Communiqué d’étudiant·e·s en lutte

Le choix du gouvernement de mener l’offensive sur tous les fronts en même temps est dangereux : il pourrait bien déclencher des élans de solidarité, des alliances, et permettre la fameuse convergence des luttes. Communiqué des étudiant·e·s dijonnais·e·s mobilisé·e·s contre les réformes de l’université... et leur monde ?

Quelques-uns, mandatés par l’AG, reviennent fraîchement de la Coordination Nationale Étudiante de Nanterre, où s’est votée un soutien inconditionnel à tous les habitants et habitantes de la ZAD de Notre-Dame des Landes. Voici le communiqué d’étudiant·e·s en lutte de Dijon, écrit dans l’urgence.

L’offensive du gouvernement s’étend dans toutes les directions, la journée d’aujourd’hui, lundi 9 avril 2018, est à marquer d’une pierre blanche.
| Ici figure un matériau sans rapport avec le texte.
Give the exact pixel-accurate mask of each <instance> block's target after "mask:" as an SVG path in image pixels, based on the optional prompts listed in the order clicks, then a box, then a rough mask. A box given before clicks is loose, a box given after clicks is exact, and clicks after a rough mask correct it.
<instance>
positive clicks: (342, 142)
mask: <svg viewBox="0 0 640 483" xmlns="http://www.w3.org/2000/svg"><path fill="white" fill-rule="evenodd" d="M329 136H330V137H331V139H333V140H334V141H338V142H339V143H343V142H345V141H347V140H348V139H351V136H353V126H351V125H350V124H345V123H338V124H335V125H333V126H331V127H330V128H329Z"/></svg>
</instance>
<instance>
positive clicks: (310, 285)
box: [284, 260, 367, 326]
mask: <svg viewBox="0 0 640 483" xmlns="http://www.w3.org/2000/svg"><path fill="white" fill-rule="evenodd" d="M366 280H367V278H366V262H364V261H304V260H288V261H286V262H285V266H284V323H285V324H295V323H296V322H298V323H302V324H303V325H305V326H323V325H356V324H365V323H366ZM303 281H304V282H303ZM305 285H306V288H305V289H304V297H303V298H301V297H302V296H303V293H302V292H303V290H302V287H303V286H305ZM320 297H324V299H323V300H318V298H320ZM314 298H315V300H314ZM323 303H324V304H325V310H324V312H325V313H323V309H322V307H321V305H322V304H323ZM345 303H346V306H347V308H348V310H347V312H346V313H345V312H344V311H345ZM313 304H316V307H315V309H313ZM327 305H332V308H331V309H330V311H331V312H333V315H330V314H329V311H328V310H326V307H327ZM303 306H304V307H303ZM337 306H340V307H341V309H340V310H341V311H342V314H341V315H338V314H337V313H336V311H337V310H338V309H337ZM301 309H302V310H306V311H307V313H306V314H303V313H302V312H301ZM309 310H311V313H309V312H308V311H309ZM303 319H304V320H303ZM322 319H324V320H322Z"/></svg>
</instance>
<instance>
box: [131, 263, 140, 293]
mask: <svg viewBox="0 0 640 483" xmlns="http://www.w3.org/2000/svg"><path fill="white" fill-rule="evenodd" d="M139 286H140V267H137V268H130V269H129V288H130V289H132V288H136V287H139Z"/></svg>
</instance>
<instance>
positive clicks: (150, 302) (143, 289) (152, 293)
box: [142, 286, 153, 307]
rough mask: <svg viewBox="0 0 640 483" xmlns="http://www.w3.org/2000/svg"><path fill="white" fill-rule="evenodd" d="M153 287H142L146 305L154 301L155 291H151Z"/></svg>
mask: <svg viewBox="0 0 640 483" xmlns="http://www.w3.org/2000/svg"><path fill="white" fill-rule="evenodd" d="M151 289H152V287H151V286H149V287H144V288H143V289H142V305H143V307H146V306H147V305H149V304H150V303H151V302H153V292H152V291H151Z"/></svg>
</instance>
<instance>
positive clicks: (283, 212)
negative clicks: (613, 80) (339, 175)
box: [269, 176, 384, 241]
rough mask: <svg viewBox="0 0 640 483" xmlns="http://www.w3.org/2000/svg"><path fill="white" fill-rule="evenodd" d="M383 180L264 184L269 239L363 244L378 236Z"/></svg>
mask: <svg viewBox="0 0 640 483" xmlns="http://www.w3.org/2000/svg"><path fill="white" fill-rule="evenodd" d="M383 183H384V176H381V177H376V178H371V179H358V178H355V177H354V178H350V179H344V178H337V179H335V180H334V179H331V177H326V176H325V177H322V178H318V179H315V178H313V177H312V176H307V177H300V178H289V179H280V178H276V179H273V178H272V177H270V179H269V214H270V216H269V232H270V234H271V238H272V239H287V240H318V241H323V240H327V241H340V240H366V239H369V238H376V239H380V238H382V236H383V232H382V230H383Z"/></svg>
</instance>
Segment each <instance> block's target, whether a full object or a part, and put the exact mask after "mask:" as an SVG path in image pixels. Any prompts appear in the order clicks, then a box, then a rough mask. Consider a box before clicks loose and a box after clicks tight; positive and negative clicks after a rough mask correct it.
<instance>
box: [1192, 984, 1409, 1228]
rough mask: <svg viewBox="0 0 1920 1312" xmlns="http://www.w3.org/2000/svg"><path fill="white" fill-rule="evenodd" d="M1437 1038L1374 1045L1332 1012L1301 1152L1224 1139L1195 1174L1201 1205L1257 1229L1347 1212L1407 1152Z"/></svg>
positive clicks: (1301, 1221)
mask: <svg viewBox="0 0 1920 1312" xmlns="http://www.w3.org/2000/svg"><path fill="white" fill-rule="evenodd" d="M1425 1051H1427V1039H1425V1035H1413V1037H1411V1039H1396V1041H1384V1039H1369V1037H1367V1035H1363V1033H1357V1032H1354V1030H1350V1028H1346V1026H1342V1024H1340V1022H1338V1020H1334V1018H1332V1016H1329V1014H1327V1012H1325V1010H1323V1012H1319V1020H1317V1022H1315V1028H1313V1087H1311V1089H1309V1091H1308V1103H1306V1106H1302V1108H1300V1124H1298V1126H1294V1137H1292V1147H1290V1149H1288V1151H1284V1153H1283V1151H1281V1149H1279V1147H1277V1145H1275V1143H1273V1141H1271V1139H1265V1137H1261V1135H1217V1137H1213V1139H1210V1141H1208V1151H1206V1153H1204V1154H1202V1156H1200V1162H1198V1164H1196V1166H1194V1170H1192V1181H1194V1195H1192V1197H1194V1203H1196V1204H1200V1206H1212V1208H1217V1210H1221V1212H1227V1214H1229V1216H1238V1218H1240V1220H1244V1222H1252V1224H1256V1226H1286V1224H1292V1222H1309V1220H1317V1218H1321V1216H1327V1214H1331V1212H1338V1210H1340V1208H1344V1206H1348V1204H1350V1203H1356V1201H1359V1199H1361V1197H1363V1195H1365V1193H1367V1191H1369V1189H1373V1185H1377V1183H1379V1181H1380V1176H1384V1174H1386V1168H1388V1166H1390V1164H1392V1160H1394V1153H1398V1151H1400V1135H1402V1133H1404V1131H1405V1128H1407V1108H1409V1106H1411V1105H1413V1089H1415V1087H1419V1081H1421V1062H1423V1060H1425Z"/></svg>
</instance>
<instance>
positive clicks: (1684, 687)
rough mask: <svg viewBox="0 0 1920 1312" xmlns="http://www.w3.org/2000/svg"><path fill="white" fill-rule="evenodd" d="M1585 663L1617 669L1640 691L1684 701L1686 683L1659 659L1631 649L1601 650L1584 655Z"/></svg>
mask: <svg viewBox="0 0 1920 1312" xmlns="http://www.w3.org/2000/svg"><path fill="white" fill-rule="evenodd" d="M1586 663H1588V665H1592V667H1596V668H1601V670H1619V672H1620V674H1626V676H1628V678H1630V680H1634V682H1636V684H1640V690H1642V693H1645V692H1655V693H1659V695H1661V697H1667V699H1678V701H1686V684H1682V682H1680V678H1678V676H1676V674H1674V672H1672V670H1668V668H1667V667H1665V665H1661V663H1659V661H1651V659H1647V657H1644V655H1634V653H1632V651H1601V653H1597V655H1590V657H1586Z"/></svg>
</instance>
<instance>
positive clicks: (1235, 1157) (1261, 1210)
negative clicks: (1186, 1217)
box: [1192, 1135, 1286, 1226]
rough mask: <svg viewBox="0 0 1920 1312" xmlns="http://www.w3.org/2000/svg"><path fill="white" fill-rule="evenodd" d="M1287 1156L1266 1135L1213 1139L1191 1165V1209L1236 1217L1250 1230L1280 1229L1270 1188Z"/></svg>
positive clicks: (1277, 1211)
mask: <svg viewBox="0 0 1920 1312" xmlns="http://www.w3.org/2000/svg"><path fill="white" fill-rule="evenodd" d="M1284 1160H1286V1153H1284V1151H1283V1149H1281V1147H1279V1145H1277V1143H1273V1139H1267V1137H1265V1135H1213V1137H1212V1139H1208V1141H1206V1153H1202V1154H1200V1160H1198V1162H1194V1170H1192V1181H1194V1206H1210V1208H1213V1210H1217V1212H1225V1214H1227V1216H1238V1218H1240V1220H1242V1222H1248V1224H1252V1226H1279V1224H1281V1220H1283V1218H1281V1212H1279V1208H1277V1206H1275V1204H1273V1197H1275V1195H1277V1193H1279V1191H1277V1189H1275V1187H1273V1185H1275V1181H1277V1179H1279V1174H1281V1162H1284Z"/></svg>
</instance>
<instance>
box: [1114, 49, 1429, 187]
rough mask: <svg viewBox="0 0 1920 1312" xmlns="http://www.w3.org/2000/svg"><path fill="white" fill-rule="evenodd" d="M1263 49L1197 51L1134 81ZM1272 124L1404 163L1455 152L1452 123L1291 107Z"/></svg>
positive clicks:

Les forces répressives ont été déployées : 2500 à la ZAD, 18 camions de CRS envoyés au campus de Nanterre au lendemain de la réunion nationale des étudiants qui entendait lutter contre la libéralisation de l’université ; la police armée de fusil d’assaut exfiltre les bloqueurs à Lille 2 et escorte chaque étudiant allant en partiel.

Le Front Social est attaqué militairement, la ZAD plus encore (cf. les blindés vus sur zone...).
On voit la logique anti-écologique et anti-sociale qui anime le gouvernement d’E. Philippe. La réponse des différents secteurs en lutte ne peut être que coordonnée pour être efficace. C’est pourquoi les étudiants à Nanterre ont appelé à mettre en actes la convergence des luttes : soutien aux comités locaux pour la ZAD, blocage des universités, gratuité des trains pour les personnes voulant rallier NDDL...

La destruction de dizaines de lieux de vie, la différenciation artificielle paysans/militants radicaux, la criminalisation des militants : tout cela est criminel. Les semaines qui viennent vont être chaudes ; fruit d’une lutte d’une décennie, le combat qui se livre à Notre-Dame des Landes doit cristaliser les oppositions au capitalisme sauvage et anti-écologique. Syndicalistes, militants, étudiants, lycéens, salariés précaires. Bref chacun se doit d’être à l’affût de toutes les raisons de s’opposer à la politique de Macron.
La lutte doit s’intensifier, à la zad comme ailleurs. Et maintenant, nous devons faire front.